The issue was this – is Davista now safe to drive in this condition? And secondarily, if she’s technically safe to drive but it’s not recommended to do so, will driving a significant distance (i.e. Bend to Portland) affect the warranty?
To get answers to these questions, I talked to many, many Ford mechanics at many, many Ford dealers in an expanding circle centered on Bend and eventually reaching Portland. I also registered on an RV enthusiast website and tossed my question, along with all the pertinent data, into the appropriate forum.
In an ideal world, there would be a simple answer. What I got instead was a spectrum of info that varied from thoughtful, well-meaning advice to finger-wagging lectures about what was almost certainly wrong with my vehicle and what I Needed To Be Doing, almost all of them to some degree contradictory, and zero consensus. Which is fun way to spend the better part of a day.
The “bloviating” came primarily from the internet, and I should have expected that. It comes with the territory, and teasing out the thoughtful (and freely given!) nuggets of actual wisdom from within the sea of anonymous “I have an opinion and an audience now, look out!” noise is pretty much what we do in 2018. The mechanics, at least the majority of them, did their best to help, and I appreciated their time.
But still… nothing approaching consensus, even among the actual experts. Amusing to have two people with “years and years of experience” assure me with total certainty both that I would absolutely be able to detect actual misfires, and that I almost certainly wouldn’t feel a thing in a single cylinder misfire situation. “Trust me.”
I also discovered that, though there are several Ford dealerships in and near Bend, the closest one both certified to and capable of handling a vehicle this size is in Portland. After aggregating everything and taking what I thought was the best advice I had been given, I called Ford themselves (rather than a specific dealer) and put it into their hands. After some wrangling and convincing them that no, none of those dozen closer Ford dealers can handle us, they decided that driving was unwise and arranged a tow to Portland.

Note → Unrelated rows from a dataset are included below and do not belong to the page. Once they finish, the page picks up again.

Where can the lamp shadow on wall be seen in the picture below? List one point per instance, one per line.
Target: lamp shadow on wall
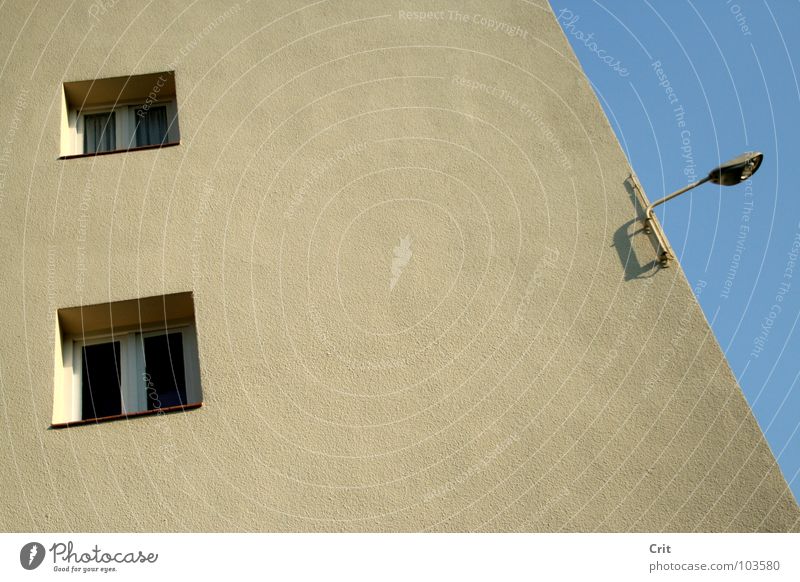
(623, 237)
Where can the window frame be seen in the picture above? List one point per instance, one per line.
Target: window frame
(134, 392)
(125, 125)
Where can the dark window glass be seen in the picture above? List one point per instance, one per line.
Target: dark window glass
(101, 380)
(151, 126)
(99, 133)
(164, 374)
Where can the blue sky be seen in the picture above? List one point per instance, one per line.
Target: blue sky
(733, 68)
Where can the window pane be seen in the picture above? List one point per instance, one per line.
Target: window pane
(164, 374)
(151, 126)
(99, 133)
(101, 380)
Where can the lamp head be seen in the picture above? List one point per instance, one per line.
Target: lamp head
(736, 170)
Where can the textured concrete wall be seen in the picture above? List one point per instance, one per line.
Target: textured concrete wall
(419, 302)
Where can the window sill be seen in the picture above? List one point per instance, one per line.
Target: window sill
(165, 410)
(136, 149)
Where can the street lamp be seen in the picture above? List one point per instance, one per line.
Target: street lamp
(730, 173)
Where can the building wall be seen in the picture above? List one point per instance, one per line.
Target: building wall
(524, 367)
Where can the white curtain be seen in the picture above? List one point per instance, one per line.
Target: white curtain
(151, 126)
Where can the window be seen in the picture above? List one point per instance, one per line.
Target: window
(119, 114)
(145, 362)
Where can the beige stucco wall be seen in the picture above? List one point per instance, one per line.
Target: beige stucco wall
(516, 377)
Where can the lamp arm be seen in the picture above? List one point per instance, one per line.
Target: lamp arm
(649, 212)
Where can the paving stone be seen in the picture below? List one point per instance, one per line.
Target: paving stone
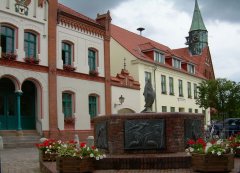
(25, 160)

So we broke camp, put what we needed into our car, and watched as the huge tow truck arrived (three hours late), lifted Davista’s front end, disconnected her real axle, and towed her away. Disconcerting.
We met her in Portland after checking in at our hotel near the airport, and told our long story to the service coordinator. To my substantial dismay, he didn’t appear to be interested in any of the data I had collected on the problem or the troubleshooting I had already done.
“Check engine. Got it.”
“No… again, it’s a flashing check engine, and it’s throwing these codes, and it’s been happening when we..”

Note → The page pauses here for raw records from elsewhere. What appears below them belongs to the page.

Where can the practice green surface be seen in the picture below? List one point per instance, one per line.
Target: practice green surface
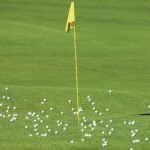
(37, 62)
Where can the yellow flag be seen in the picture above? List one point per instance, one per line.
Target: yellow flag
(71, 18)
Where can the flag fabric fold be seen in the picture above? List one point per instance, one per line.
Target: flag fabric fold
(71, 18)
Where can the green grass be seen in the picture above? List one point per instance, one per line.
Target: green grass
(37, 61)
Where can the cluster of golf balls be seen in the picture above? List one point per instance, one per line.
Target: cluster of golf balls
(40, 124)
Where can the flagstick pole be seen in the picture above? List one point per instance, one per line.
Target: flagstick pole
(76, 71)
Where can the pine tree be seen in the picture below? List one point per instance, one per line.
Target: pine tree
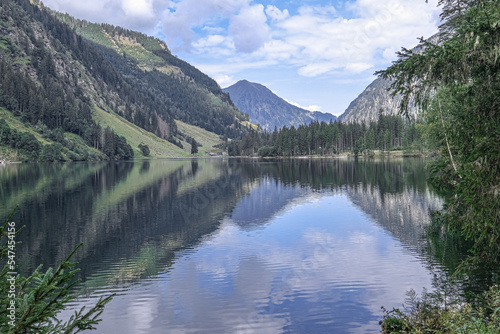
(30, 304)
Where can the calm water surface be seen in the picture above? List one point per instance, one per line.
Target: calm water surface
(229, 246)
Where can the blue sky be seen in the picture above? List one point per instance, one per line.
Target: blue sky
(319, 54)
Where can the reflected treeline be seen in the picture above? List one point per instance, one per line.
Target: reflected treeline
(134, 216)
(393, 192)
(389, 175)
(131, 216)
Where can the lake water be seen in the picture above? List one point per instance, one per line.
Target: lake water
(230, 245)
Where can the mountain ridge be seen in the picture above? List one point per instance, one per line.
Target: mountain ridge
(268, 109)
(56, 70)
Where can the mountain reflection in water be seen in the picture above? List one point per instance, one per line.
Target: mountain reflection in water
(231, 245)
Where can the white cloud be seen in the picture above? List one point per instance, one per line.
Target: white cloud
(249, 28)
(275, 14)
(180, 19)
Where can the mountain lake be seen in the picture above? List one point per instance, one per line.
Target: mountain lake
(231, 245)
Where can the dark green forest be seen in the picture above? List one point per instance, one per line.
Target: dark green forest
(456, 83)
(52, 78)
(386, 133)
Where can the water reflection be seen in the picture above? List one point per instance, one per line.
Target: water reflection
(229, 245)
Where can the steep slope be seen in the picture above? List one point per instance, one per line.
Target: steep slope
(52, 80)
(376, 98)
(367, 105)
(269, 110)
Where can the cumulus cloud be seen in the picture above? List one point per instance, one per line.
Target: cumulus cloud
(182, 17)
(249, 29)
(355, 37)
(276, 14)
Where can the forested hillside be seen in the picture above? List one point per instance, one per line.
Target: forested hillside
(390, 132)
(52, 79)
(269, 110)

“Yup, flashing check engine, that’s right. Don’t you worry about a thing.”
“OK, don’t you want to hear about the conditions in which is comes on, for how long, etc?”
“Uhhh… ok, yeah, sure.” [eyes glazing over as I tell him, with his pencil hovering over the page but writing absolutely nothing down]

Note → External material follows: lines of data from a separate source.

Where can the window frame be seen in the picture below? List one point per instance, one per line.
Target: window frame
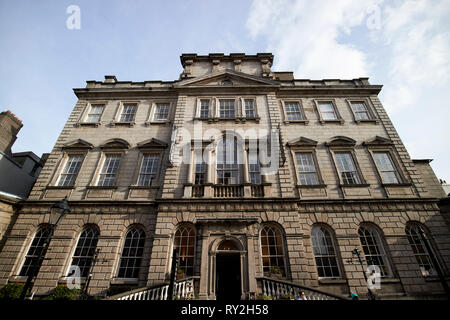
(434, 251)
(218, 108)
(119, 112)
(85, 114)
(63, 166)
(370, 111)
(148, 152)
(152, 112)
(338, 119)
(124, 238)
(383, 253)
(303, 119)
(104, 156)
(85, 227)
(283, 246)
(194, 246)
(399, 174)
(334, 244)
(351, 151)
(238, 166)
(26, 254)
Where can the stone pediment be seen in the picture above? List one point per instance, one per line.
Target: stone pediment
(341, 141)
(115, 143)
(227, 78)
(302, 142)
(152, 144)
(378, 141)
(78, 144)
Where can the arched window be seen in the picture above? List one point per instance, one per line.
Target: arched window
(34, 251)
(272, 248)
(413, 231)
(85, 250)
(324, 253)
(184, 242)
(374, 249)
(227, 162)
(133, 249)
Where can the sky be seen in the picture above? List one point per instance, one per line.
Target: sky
(403, 45)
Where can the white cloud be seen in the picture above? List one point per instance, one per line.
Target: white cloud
(404, 44)
(304, 35)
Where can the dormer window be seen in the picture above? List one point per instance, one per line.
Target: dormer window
(227, 109)
(95, 113)
(128, 112)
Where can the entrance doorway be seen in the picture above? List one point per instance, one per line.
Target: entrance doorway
(228, 276)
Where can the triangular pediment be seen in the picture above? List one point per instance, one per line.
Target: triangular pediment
(115, 143)
(378, 141)
(227, 78)
(302, 142)
(341, 141)
(152, 144)
(78, 144)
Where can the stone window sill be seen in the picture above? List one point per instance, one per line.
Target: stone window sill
(362, 185)
(340, 121)
(390, 185)
(101, 187)
(144, 187)
(305, 122)
(60, 187)
(88, 124)
(124, 281)
(311, 186)
(125, 124)
(375, 121)
(332, 281)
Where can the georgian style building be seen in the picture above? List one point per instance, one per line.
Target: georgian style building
(254, 176)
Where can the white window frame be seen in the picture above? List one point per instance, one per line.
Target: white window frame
(99, 174)
(338, 119)
(300, 109)
(369, 108)
(64, 167)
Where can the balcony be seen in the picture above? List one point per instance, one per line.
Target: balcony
(227, 191)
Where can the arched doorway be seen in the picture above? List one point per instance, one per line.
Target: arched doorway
(228, 271)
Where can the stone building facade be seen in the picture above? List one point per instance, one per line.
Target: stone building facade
(142, 165)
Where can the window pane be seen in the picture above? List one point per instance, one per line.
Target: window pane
(131, 258)
(292, 110)
(70, 171)
(249, 108)
(386, 167)
(226, 109)
(95, 113)
(420, 250)
(324, 253)
(128, 113)
(149, 169)
(272, 250)
(373, 249)
(109, 170)
(327, 111)
(161, 112)
(347, 168)
(85, 250)
(184, 242)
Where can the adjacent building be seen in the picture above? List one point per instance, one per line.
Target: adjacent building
(254, 176)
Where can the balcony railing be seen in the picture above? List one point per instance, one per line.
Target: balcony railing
(257, 190)
(198, 191)
(228, 191)
(278, 288)
(182, 290)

“OK, so you’ve got all that? You’ll tell the mechanic?”
“Yup, of course.”
“And you’ll call me if you need any further detail, as well as any time you find out anything?”
“Because this is our house. We can leave it with you for a while now since we’re leaving town for a week or two, but it’s important we get it fixed asap.”
“Oh, I assure you I understand. Don’t you worry.”
And with that we jumped on a plane back to Maryland to
throw more money at put the final touches on our actual house and get it completely packed out prior to closing.